FOMA P901iS
- Brand: NTT DoCoMo
- Manufacturer: Panasonic Mobile Communications
- Type: 3G mobile phone
- Series: FOMA
- First released: June 10, 2005; 21 years ago
- Predecessor: P901i
- Compatible networks: FOMA (W-CDMA) 800 MHz, 2 GHz
- Form factor: Clamshell
- Colors: Red × Dimple; Black × Smoke; Silver × GEKKA;
- Dimensions: 102 mm (4.0 in) H 49 mm (1.9 in) W 25 mm (0.98 in) D
- Weight: 115 g (4.1 oz) (without outer jacket) 120 g (4.2 oz) (with outer jacket)
- Removable storage: miniSD card (up to 256 MB)
- Rear camera: Approx. 2.02 MP νMaicovicon
- Front camera: Approx. 0.1 MP CMOS
- Display: Main: 2.2 in (56 mm) TFT LCD, 240x320 pixels (QVGA), approx. 260,000 colors Sub: 0.8 in (20 mm) OLED, 96×25 pixels, blue mono
- Model: P901iS

= FOMA P901iS =

The FOMA P901iS is a 3G mobile phone handset developed by Panasonic Mobile Communications for NTT DoCoMo's FOMA network.

== History ==
On March 31, 2005, the device was certified by the Telecom Engineering Center (TELEC) and passed the Japan Approvals Institute for Telecommunications Equipment (JATE). NTT DoCoMo officially announced the handset in a press release alongside the N901iS, D901iS, F901iS, and SH901iS on May 17, 2005. The device was subsequently released to the market on June 10, 2005.

== Specifications ==

=== Hardware ===
The handset was released following the SH901iS as part of the 901iS series, launching simultaneously with the F901iS and D901iS. It supports miniSD card expansion up to 256 MB as officially specified by DoCoMo, displaying an incompatibility message if a card exceeding 256 MB is inserted.

=== Camera ===
The rear camera features an approximate 2.02-megapixel νMaicovicon sensor without autofocus support, while the front camera intended primarily for video calls uses an approximate 100,000-pixel CMOS image sensor.

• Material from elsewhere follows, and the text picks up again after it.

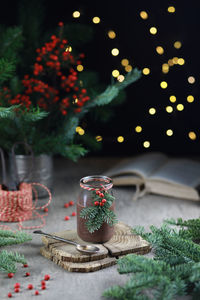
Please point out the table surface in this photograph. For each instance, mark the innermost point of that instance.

The flip-style device incorporates a blue-illuminated sub-display on the rear exterior, accompanied by green dot LEDs that can display customizable light animations, while the keypad keys illuminate in yellow-green. Following its predecessor, the P901i, it supports interchangeable custom jackets and introduces a facial recognition system—a first for a mobile phone.

=== Connectivity ===
Standard features shared across the 901iS series include support for i-mode FeliCa, dual-band compatibility with the 800 MHz "FOMA Plus-Area", the ability to switch between voice calls and video calls with other 901iS-compatible models, and a PC document viewer function capable of reading and downloading PDF files. The device also supports automatic time correction based on clock data received from DoCoMo's network.

=== Software ===
The phone supports SD-Audio playback in AAC format. It comes pre-installed with several i-applications (i-appli), including Final Fantasy II, BombLink2 Surround, Jacket Coordinator, Dot Creator, TRANCE PINBALL SURROUND, InfoScreen, and G-Guide Program Guide Remote Control.

== Known issues ==
NTT DoCoMo issued software updates via their official website to fix system issues on the following dates:

- June 27, 2005: Software update notice for P901iS.
- October 11, 2005: Software update notice for P901iS.